Now is the perfect time to embrace your extra weight gain and recognise all the important purposes it’s serving. Not only are you keeping your baby alive, but you’re also ensuring they grow strong and healthy.
- Stretch marks. As your baby grows and you put on weight, you may start to notice stretch marks appearing on your body. They can pop up on your stomach, breasts, butt, hips, and thighs. There aren’t any proven ways to prevent getting them; experts believe it’s mostly down to genetics.
If your mom had stretch marks during pregnancy, you’re a likely candidate. Gaining weight too fast can also spur on stretch marks – another reason why being conscious about your health and nutrition during pregnancy is so important.
- Heartburn. It’s totally normal to experience heartburn, also called indigestion or acid reflux, during pregnancy. The valve between your stomach and esophagus becomes relaxed due to pregnancy hormones. This can cause some of your stomach acid to transfer to your esophagus.
Certain foods are known to trigger heartburn, such as citrus, caffeine, spicy foods, and greasy foods.
- Headaches. Mild headaches during pregnancy are common. They are most often caused by dehydration, stress, or hormones. Changes in your vision can also cause headaches, like switching between glasses or contact lenses throughout the day.
Taking care of yourself during week 21 of pregnancy
Focusing on your wellbeing benefits both you and your baby.
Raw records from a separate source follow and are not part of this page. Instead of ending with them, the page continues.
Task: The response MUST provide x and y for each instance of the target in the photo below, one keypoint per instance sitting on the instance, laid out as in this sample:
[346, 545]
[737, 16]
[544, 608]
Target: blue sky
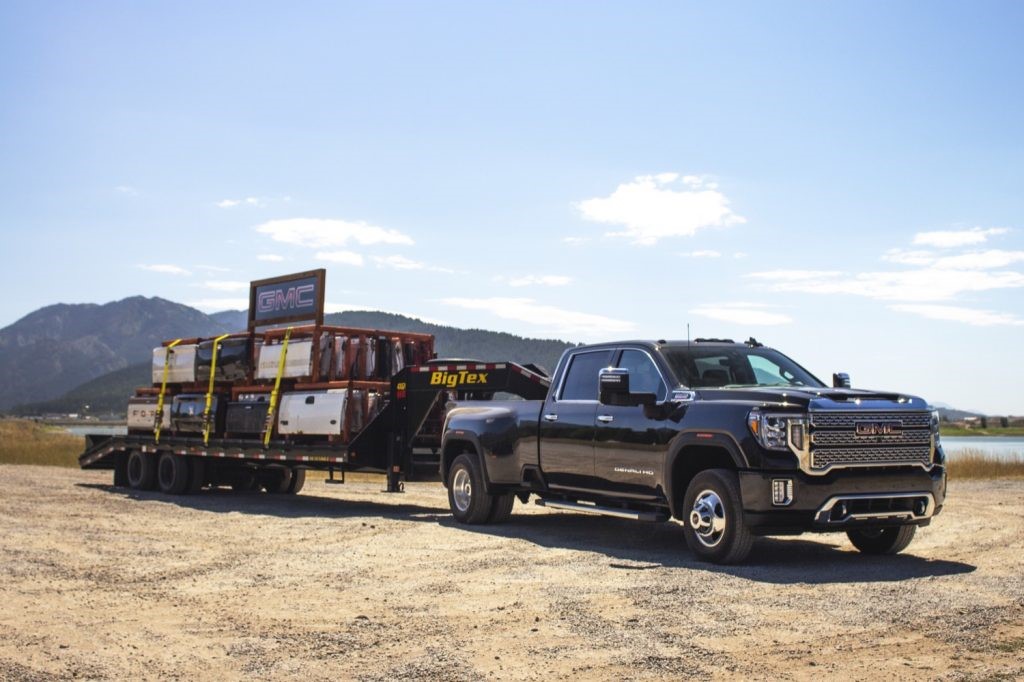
[842, 181]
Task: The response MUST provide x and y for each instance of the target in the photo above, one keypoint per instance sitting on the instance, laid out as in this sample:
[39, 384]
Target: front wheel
[882, 541]
[469, 502]
[715, 529]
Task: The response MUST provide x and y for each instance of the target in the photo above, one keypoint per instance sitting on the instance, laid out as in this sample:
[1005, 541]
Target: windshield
[733, 367]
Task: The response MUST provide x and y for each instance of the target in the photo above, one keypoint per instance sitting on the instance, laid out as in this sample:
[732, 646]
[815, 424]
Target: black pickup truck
[730, 439]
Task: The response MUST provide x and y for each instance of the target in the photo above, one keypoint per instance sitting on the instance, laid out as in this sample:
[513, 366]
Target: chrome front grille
[841, 439]
[848, 420]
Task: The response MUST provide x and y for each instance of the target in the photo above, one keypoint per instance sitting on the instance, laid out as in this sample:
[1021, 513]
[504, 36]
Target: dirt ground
[344, 582]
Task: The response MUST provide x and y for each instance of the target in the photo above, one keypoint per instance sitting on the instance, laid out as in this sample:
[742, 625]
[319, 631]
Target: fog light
[781, 492]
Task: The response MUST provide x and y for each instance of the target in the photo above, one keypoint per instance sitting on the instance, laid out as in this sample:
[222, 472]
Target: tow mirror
[614, 389]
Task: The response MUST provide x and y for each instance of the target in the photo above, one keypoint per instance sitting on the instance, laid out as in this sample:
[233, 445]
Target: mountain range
[65, 356]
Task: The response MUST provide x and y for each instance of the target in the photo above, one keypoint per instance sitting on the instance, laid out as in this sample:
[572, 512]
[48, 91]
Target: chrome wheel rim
[708, 518]
[462, 489]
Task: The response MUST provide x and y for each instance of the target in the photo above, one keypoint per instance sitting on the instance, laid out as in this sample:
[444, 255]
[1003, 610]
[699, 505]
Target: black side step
[604, 511]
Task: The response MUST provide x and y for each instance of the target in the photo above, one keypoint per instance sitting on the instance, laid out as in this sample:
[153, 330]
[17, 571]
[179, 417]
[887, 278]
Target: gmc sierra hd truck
[730, 439]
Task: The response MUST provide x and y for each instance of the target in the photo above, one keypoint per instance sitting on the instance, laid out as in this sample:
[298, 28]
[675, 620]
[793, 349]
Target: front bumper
[843, 499]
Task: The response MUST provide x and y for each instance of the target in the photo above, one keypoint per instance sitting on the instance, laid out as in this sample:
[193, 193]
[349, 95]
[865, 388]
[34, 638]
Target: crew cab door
[630, 448]
[566, 430]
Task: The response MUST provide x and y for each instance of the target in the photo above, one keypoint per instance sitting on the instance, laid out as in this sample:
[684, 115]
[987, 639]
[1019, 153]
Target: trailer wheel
[501, 510]
[882, 541]
[197, 474]
[172, 473]
[244, 480]
[141, 470]
[298, 480]
[275, 479]
[470, 503]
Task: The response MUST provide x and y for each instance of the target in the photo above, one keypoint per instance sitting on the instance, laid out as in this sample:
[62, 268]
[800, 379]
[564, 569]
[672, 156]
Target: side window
[581, 377]
[644, 377]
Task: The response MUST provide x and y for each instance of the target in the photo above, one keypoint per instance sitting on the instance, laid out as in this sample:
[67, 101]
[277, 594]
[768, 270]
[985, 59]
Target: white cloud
[165, 268]
[971, 260]
[221, 285]
[402, 263]
[924, 285]
[257, 202]
[741, 313]
[322, 232]
[962, 314]
[794, 275]
[551, 318]
[655, 207]
[537, 280]
[346, 257]
[218, 304]
[980, 260]
[956, 238]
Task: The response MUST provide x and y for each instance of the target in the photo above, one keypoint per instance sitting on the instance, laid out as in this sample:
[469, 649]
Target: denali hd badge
[880, 428]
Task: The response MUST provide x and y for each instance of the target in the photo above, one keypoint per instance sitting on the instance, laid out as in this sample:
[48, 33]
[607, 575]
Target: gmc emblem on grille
[879, 428]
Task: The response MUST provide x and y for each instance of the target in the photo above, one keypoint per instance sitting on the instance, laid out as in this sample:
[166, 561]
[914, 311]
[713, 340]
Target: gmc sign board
[290, 298]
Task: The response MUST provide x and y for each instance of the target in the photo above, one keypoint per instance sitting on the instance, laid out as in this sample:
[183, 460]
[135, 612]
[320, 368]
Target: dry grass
[978, 464]
[23, 441]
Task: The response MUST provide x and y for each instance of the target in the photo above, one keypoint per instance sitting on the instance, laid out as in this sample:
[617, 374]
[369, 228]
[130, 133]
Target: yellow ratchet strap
[209, 392]
[268, 426]
[159, 419]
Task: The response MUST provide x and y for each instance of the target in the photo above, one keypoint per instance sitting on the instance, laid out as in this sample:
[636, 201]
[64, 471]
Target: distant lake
[1008, 446]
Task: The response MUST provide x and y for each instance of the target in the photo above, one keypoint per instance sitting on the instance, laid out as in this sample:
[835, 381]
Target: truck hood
[815, 398]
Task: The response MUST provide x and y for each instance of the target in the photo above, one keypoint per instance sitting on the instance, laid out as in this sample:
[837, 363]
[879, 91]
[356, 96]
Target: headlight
[776, 431]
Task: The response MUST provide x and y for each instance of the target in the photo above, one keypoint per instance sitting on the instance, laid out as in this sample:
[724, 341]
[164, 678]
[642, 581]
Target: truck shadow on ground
[635, 546]
[297, 506]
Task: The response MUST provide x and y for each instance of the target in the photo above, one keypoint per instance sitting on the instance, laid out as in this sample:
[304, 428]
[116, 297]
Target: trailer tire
[469, 502]
[275, 480]
[298, 480]
[197, 474]
[244, 480]
[141, 471]
[172, 473]
[501, 510]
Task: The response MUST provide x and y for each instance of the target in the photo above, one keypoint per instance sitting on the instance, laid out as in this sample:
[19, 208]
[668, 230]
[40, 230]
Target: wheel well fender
[690, 457]
[453, 446]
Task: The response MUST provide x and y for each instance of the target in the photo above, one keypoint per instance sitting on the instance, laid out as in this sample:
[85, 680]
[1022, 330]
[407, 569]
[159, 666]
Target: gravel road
[344, 582]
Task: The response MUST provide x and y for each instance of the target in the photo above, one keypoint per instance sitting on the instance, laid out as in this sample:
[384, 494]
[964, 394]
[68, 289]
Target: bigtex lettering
[453, 379]
[286, 299]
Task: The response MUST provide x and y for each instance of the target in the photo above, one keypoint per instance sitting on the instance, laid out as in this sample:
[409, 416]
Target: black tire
[275, 480]
[469, 502]
[501, 509]
[298, 480]
[714, 526]
[172, 473]
[197, 474]
[141, 470]
[882, 541]
[244, 480]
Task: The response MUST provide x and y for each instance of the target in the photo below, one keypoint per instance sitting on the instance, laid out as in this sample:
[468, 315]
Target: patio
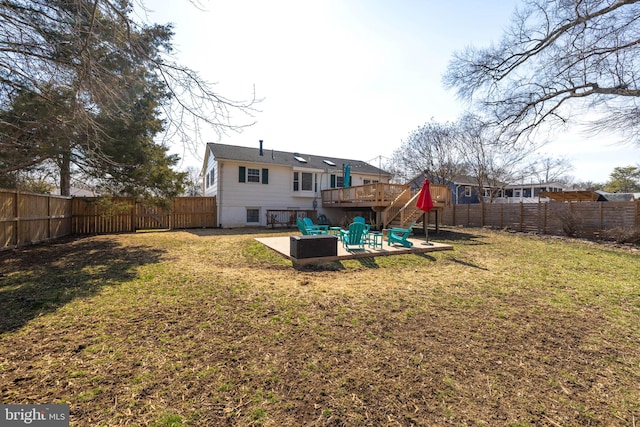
[282, 245]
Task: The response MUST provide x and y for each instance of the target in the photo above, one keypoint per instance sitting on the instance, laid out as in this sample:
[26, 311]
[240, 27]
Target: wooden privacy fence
[586, 219]
[123, 214]
[27, 218]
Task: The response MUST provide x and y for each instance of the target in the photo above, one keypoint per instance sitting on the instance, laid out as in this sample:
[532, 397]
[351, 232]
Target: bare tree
[86, 63]
[431, 151]
[491, 163]
[549, 169]
[558, 56]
Here are some tips and helpful reminders on how to best take care of yourself during pregnancy week 21.
- Pay attention to your iron levels. A common vitamin deficiency experienced by women during pregnancy is low levels of iron. Make sure you’re including plenty of iron-rich foods into your diet, like beans, lentils, spinach, dried apricots, iron-fortified cereals, and red meat. Or, take a supplement.
Pairing these foods with vitamin C also allows your body to better absorb iron. Caffeinated drinks, like coffee and tea, can inhibit the absorption of iron.
- Practice low-impact exercises. During pregnancy, you become more susceptible to injury. Factors such as weight gain, a heavier front load, and a changing body shape make you less stable. Also, the hormone relaxin causes your ligaments to loosen.
As your bump continues to grow, low-impact exercises, such as pregnancy-safe yoga, swimming, and walking are great options for keeping fit and healthy.
- Rest your feet. Spending too much time on your feet can cause pregnancy symptoms such as backaches, varicose veins, and swollen feet and legs to worsen. Try and avoid standing for long periods of time, especially if you’re wearing uncomfortable clothing or shoes.
- Nourish your body. Feeling good comes from within. A balanced diet can ward off unpleasant pregnancy symptoms and is linked to good brain development in babies. Remember that food is medicine and making the right choices now will only benefit you and your baby in the long run.
- Make time for socialising. Having a support system during pregnancy can do wonders for your wellbeing. Simple, regular interactions, like facetime calls with family members or date nights with your partner, can help promote emotional health.